The opinion of the court was delivered by: Herndon, Chief Judge
This matter comes before the Court on Plaintiffs' objections to and request for appeal of Magistrate Judge's Order of October 29, 2008, regarding Production of tax returns (Doc. 25). Specifically, Plaintiffs object to Magistrate Judge Frazier's Order requiring Plaintiffs to produce copies of their tax returns from 2003 to the present. Plaintiffs maintain that evidence of their income prior to the cessation of their employment with Defendant is not relevant to any issues in the case and that Defendant does not have a compelling need for the tax returns after their employment ended because they have provided evidence of their earnings from other sources. Based on the following, the Court overrules Plaintiffs' objections.
Local Rule 73.1(a) provides:
Any party may file for reconsideration of a Magistrate Judge's order determining a motion or matter under Local Rule 72.1(c) within ten (10) days after issuance of the Magistrate Judge's order, unless a different time is prescribed by the Magistrate Judge or a District Judge.
Such party shall file with the Clerk of the Court, and serve on the Magistrate Judge and all parties, a written request for reconsideration which shall specifically designate the order, or part thereof, that the parties wish the Court to reconsider. A District Judge of the Court shall reconsider the matter and set aside any portion of the Magistrate Judge's order found to be clearly erroneous or contrary to law. The District Judge may also reconsider sua sponte any matter determined by a Magistrate Judge under this rule.

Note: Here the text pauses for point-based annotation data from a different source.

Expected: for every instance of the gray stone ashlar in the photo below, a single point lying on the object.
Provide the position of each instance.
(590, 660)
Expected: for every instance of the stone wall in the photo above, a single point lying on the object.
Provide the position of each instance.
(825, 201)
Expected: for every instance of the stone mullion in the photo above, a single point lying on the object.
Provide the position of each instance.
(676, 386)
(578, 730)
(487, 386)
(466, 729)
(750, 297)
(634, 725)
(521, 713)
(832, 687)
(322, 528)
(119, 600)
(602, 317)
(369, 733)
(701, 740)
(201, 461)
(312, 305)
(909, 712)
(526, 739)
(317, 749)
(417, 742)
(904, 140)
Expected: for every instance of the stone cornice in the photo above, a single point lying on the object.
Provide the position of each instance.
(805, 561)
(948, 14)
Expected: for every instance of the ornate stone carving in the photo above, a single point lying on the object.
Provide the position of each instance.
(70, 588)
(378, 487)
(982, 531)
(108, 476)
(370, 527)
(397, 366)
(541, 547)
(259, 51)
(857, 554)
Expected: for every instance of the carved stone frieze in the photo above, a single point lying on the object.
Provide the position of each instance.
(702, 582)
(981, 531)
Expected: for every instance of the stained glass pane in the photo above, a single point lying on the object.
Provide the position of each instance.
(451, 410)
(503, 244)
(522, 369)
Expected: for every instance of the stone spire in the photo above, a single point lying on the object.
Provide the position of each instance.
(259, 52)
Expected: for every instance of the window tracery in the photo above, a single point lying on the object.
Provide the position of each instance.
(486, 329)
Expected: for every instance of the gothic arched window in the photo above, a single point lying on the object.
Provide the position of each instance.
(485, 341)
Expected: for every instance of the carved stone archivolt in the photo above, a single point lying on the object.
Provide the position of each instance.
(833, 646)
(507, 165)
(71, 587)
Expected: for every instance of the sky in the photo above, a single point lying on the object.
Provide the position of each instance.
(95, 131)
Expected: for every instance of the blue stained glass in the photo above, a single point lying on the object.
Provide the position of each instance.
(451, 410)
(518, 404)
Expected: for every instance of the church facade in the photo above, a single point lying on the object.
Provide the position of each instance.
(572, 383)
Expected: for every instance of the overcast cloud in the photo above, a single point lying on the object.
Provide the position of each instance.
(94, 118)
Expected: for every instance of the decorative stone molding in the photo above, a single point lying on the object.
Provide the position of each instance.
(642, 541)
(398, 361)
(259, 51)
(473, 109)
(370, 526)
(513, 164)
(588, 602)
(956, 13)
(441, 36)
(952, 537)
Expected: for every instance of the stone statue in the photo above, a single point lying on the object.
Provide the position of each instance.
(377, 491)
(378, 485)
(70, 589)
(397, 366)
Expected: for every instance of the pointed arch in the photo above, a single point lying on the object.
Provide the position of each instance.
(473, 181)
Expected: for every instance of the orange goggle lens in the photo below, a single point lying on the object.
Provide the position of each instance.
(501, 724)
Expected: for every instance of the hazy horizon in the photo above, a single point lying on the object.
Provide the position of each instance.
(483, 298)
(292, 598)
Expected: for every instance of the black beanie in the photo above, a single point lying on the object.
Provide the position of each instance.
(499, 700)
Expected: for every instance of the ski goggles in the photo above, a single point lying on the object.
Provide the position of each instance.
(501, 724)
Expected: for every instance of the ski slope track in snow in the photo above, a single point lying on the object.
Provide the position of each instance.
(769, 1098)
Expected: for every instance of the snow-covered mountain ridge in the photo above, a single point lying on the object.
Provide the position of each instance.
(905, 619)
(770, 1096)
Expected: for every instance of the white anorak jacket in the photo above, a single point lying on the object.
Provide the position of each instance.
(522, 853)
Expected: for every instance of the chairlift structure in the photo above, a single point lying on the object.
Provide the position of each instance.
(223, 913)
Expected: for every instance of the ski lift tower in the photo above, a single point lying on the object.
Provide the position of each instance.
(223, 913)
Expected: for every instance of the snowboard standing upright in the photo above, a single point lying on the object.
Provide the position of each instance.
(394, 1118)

Also, under FEDERAL RULE OF CIVIL PROCEDURE 72(a), the Court may modify or reverse a decision of a magistrate judge on a non-dispositive issue upon a showing that the magistrate judge's decision is "clearly erroneous or contrary to the law." A finding is clearly erroneous when "the reviewing court on the entire evidence is left with the definite and firm conviction that a mistake has been committed." Anderson v. City of Bessemer, 470 U.S. 564, 573 (1985)(quoting United States v. United States Gypsum Co., 333 U.S. 364 395 (1948)); See also Weeks v. Samsung Heavy Industries Co. Ltd., 126 F.3d 926, 943 (7th Cir. 1997)("The clear error standard means that the district court can overturn the magistrate judge's ruling only if the district court is left with the definite and firm conviction that a mistake has been made."). "Ordinarily, under clearly erroneous review, if there are two permissible views, the reviewing court should not overturn the decision solely because it would have not chosen the other view." American Motors Corp. v. Great American Surplus Lines Insurance Co., 1988 WL 2788 at * 1 (N.D. Ill. 1988).
The Court finds that Plaintiffs have not established that Judge Frazier's Order was clearly erroneous or contrary to the law. In fact, the Court agrees with Judge Frazier's Order. Both Plaintiffs are claiming lost wages. Thus, the tax returns are relevant to verify Plaintiffs' earnings since their employment ended with Defendant and to verify Plaintiffs' earnings while employed with Defendant. The tax returns are necessary to show the stream of their income during and after their employment for comparison.
Accordingly, the Court OVERRULES Plaintiffs' objections to and request for appeal of Magistrate Judge's Order of October 29, 2008, regarding production of tax returns (Doc. 25). The Court AFFIRMS Judge Frazier's October 29, 2008 requiring Plaintiffs to produce their tax returns (Doc. 23).